Tuesday, September 30, 2008

Magdalena Zurawski's The Bruise (Review*)


As Eileen Myles blurbs of Magdalena Zurawski’s *The Bruise*: “The real story of a female coming to age is not sex but coming to write.” Hence, the bruise of the book’s title: an otherworldly initiatory mark of both sexual difference (becoming woman, becoming gay), and the androgyny of becoming writer. Like a James or Blanchot, Zurawski tracks the loneliness of the writer’s imagination, becoming vigilant to it as it occurs in writing, leaving behind a record of the mind left to its own convoluted patterns and self-reflexive pleasures. The unnamed protagonist is dictated to by a door knob, but also by her own internal monologues and mental pictures. As she falls in love, her desire is kindled and nurtured by the need for someone else to acknowledge her bruise, and care for it.

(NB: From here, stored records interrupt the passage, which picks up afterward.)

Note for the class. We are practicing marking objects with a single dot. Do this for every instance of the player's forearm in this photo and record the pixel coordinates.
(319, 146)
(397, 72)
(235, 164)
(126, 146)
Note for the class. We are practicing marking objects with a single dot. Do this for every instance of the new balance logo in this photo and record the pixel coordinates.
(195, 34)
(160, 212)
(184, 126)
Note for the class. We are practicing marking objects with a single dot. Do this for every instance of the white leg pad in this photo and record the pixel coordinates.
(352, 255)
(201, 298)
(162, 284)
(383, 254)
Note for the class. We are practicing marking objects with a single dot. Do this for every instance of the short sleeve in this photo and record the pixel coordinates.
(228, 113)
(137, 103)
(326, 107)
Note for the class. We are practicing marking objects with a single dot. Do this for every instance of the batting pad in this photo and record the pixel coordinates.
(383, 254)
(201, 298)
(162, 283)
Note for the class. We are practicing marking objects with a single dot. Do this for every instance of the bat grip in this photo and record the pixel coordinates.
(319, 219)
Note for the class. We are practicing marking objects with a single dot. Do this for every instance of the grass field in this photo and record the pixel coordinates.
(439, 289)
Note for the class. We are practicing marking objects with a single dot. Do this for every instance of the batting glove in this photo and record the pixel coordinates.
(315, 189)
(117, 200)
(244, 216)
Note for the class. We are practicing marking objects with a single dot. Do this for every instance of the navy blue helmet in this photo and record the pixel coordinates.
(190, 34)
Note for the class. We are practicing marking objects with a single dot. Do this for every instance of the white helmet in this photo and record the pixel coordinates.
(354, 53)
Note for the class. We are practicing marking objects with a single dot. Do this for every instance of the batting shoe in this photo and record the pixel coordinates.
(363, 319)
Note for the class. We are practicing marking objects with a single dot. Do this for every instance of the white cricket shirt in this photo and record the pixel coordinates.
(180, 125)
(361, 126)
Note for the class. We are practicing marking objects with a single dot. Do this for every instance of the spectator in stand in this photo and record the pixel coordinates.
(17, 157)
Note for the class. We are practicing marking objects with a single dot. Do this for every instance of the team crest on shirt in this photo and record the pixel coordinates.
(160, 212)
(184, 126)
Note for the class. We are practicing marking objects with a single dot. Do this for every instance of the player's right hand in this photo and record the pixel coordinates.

That she receives her bruise from a Rilkean angel while translating the "Duino Elegies" is telling since Rilke could have written in anticipation of Zurawski’s debut: "That is why this too must be the criterion for rejection or choice: whether you are willing to stand guard over someone else's solitude, and whether you are able to set this same person at the gate of your own depths, which he learns of only through what steps forth, in holiday clothing, out of the great darkness." Zurawski brings her reader to the heart of a solitude that all writers recognize, and guard with their lives. She also provides a crucial link between an emergent generation of “experimental” fiction writers and The New Narrative movement (writers such as Dodie Bellamy, Bruce Boone, Dennis Cooper, Robert Gluck, Kevin Killian, and Eileen Myles) which has only recently got some of the wider critical recognition and circulation that is its due.

*this review was originally intended for Time Out, New York, which has a 250 max. word count for their shorter reviews.